Huang, who was a last-minute addition to the trip, called the summit "one of the most important meetings in human history," a quote that, depending on your taste, is either a sign of how high the stakes are or how much Nvidia needs this deal to work.
Reuters and CNBC reported that during the visit, the U.S. government quietly cleared roughly ten Chinese tech companies (including Alibaba, Tencent, ByteDance, and JD.com) to buy Nvidia's H200 AI chips, on the condition that the U.S. Treasury takes a 25% cut of the sales.
What makes the trip newsworthy beyond the optics is what it reveals about how thoroughly U.S. tech still depends on China, and vice versa.

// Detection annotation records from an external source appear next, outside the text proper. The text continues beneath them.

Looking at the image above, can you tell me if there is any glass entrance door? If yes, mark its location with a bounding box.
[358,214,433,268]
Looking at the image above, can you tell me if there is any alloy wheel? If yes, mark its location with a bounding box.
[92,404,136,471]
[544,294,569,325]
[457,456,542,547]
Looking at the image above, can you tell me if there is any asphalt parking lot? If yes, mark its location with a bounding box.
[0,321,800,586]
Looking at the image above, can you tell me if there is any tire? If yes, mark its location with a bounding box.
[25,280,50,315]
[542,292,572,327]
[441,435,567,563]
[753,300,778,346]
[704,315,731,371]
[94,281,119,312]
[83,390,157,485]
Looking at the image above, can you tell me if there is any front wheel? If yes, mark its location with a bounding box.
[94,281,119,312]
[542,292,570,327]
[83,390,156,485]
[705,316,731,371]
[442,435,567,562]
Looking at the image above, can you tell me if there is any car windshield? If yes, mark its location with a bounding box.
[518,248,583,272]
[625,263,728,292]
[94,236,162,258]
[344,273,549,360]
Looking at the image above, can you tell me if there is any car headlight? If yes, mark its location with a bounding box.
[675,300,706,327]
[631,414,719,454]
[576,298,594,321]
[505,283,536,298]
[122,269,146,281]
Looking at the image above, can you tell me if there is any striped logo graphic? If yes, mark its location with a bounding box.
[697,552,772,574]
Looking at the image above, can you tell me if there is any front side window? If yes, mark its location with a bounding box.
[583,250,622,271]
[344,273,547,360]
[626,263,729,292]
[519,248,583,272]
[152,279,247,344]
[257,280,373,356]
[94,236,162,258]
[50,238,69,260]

For nearly a decade, Washington has been pushing a policy of "decoupling": tariffs, export controls, friend-shoring chip production to Arizona and Taiwan, and a quieter pressure campaign on companies like Apple to move iPhone assembly out of mainland China.
But Cook still makes most of his iPhones there, and Tesla's biggest factory by output is in Shanghai.
Nvidia's most advanced chips are blocked from Chinese customers by the very export rules that the White House is now poking holes in.
The CEOs in that delegation weren't there to wave flags. They were there because, even with billions in U.S. subsidies and tariff threats hanging over the relationship, none of their businesses works the way investors expect it to without access to China.
The unresolved question is whether the trip actually changes anything on either side.
Xi has made versions of the "open wider" pledge before, and as of Thursday night Beijing hadn't actually signed off on the H200 sales it would need to approve on its end.
American policymakers, especially in Congress, are likely to bristle at the idea that the U.S. is loosening AI chip controls just as China keeps subsidizing its own domestic chip industry to try to surpass Nvidia.
And the CEOs got a lot of warm words, but few concrete concessions on the things that actually constrain their China business: data localization rules, app store restrictions, and EV market access.
For now, the world's two biggest economies are deeply, awkwardly entangled, and even an administration that ran on decoupling spent this week reminding everyone exactly how much American tech still has riding on Beijing's good will.